There can be multiple user and system interfaces to the service as the application “view” is largely independent of the underlying system. There is also an administrative interface that allows authorized users to maintain the system, data and audio file repository.

Using the system described herein, it is possible to factorially increase the amount of custom permutations available with a mere linear increase in the number of interchangeable stems available per song. For example, a song that has 2 vocals, 5 guitar, 6 drums, 2 keyboard and 1 bass parts available can be configured into 120 song variations through permutations of the available parts. Even more can be created by doubling up on parts and dropping others (e.g., choosing two guitar solos and no keyboard). In the preferred embodiment, there is a significant number of interchangeable song stems available to the system for each song, which can easily lead to dozens, hundreds or more readily available variations.

Users can optionally purchase a digital download of the resulting work or otherwise subsidize access to the unique variation (incl. indirectly by being presented with advertisements). The mixed-down song can be delivered as an MP3, ringtone or other music format, or simply streamed digitally over a computer network while the user is connected to the service.

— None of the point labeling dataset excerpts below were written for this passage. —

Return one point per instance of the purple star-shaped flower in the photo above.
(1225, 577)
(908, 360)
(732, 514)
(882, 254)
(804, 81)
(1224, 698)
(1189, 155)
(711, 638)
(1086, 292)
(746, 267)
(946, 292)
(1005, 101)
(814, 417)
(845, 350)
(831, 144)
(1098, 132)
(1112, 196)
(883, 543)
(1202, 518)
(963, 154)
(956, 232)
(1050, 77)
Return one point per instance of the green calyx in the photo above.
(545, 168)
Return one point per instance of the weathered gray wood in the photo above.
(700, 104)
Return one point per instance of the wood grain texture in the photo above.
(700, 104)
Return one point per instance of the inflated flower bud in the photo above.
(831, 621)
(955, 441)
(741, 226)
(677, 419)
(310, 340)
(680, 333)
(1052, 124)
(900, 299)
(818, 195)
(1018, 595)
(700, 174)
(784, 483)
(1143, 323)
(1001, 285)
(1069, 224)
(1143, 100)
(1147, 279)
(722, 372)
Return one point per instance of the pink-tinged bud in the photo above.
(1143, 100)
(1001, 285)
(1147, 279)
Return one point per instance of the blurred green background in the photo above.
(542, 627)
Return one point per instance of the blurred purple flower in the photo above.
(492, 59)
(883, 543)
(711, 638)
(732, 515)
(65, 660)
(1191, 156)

The foregoing is merely illustrative of the principles of this invention and various modifications may be made by those skilled in the art without departing from the scope and spirit of the invention.

Claims

1. A method of creating customized music whereby a plurality of audio recordings, referred to herein as “stems”, are combined to form a cohesive and pleasing song in accordance with an audience's preferences, characteristics and/or other known audience requirements, comprising the steps of:

a. logically associating meta data with each available stem file, for example instrumentation, artist name(s), tempo, key, musical style, musical genre and mood;

b. grouping stems by instrumentation or other logical categories;

c. collecting audience musical preferences and relevant characteristic data to aid in automated selection process;

d. selecting a plurality of stems, up to one stem from each group, but at least two stems total, by a dynamic and adaptable algorithmic process utilizing audience preferences, characteristics and/or other known audience requirements, to form a musically coherent work when played in unison;

2. The method according to claim 1, where the audio content is not strictly limited to music, but can also include spoken word, commentary, instructions, sound effects and any other type of audio content that can be categorized.

3. The method according to claim 1 or 2, where the customization algorithm can also modify the stems themselves and the overall combined audio using audio effects and other common audio adjustments.

4. The method according to claim 3, where the audience manually selects stems or overrides the dynamically selected stems.

5. The method according to claim 4, where the selection is performed by an adaptive algorithm that leverages artificial intelligence practices to “learn” from the audience manual selection such that it is more likely in the future to make the same or similar selection algorithmically as the audience made manually.

6. The method according to claim 5, where the adaptive algorithm takes into consideration aggregate selection and preference data from a plurality of system audience members.

7. A computer based system for managing, generating and interacting with customized music as described in claim 3, 4, or 5.

8. The system according to claim 7, where the services provided by the system are accessible over a computer network.

9. The system according to claim 7, where the resulting customized song can be converted to a single audio file

10. The system according to claim 9, where the audio file can be downloaded over a computer network by a system user.